The exhibit is a multi-year collaboration of USC’s College of Education Center for Educational Partnerships, the Anne Frank House and the Anne Frank Center of New York. The Teaching Fellows lead local students through exercises that train them to serve as a guide through the exhibit. The goal is to develop in the students an awareness of social justice issues and give them the tools to discuss these issues with their peers and other members of the community who may tour the exhibit.
Derrick Hines, the Teaching Fellows Campus Director, said that the partnership came about because of a USC professor who does work in the field of social justice.

“The exhibit itself is museum quality obviously and was originally based out of Amsterdam at the Anne Frank House Museum,” Hines said. “We learned about it through one of our professors at USC who has done a lot of work on social justices issues, the Holocaust and Anne Frank. He approached myself this past summer about potentially forming a partnership with my program, the Teaching Fellows, to help advance the initiative to bring this exhibit to rural schools or schools that may not necessarily have access to material readily.”

Hines said that approval from his supervisor set the ball in motion.

“I approached my supervisor and we were able to fund this program for the next several years,” Hines said. “We like to have a grow-your-own model where students currently enrolled in our programs reach out to their home schools to see if they are interested in having the exhibit and the training. We have trained five schools this year, three middle schools and two high schools. The exhibit has been in South Carolina itself for three years but this is the first large-scale effort with a large program like Teaching Fellows and the university.”

Emily Childers works with Teacher Cadets on peer guide skills.

Darlington County School District graduate Emily Childers helped push for the exhibit to come to Darlington. She also helped lead the exercises to prepare the DHS teacher cadets for guiding groups through the exhibit.

“The students each have a panel that they have gone through and understand and they are going to be presenting it to the group,” Childers said. “We will also be talking to them about how they need to present themselves when they are serving as a peer guide.”

After student groups had a chance to talk amongst themselves about the things, internally and externally that would help them serve as a good guide, the group came back together to bounce those ideas off of one another.
Some of the items that they mentioned included having good posture, speaking clearly and loud enough for everyone to hear and understand, face the group you are speaking to, smile and be relatable.

Childers said that having graduated from Darlington County she was excited to have the opportunity to give back.
“I grew up in this area and I know the issues and a lot of the things that are bothering our area,” Childers said. “It is really interesting for me to go to a college that is still in our state but in a whole different district and see how they are dealing with similar situations. All of our professors are doing research in this field of course; they are all trying to find their cures for the issues. It is interesting for me to be able to go there, get all of the issues and come back and say, “Here is what I learned. How can I implement this at home?” I knew we never had anything like this and it is really fun for me to be able to bring this back and help provide where there is a shortage in the community.”

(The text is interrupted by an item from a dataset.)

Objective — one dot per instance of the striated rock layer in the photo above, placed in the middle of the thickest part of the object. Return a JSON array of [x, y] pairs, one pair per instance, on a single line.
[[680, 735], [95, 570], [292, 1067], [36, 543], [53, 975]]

Hines said that meeting that need is precisely why the Teaching Fellows program was created.

“Teaching Fellows program started as a way for the South Carolina education system to grow their own teachers,” Hines said, “The Teaching Fellows program incentivizes high achieving high school students who wish to pursue a career in education by offering them a set amount of money for four years in exchange for a year of service in a South Carolina public school.”
The community is invited to tour the Anne Frank exhibit during Falcon Fest Thursday, April 13, from 5–7 p.m.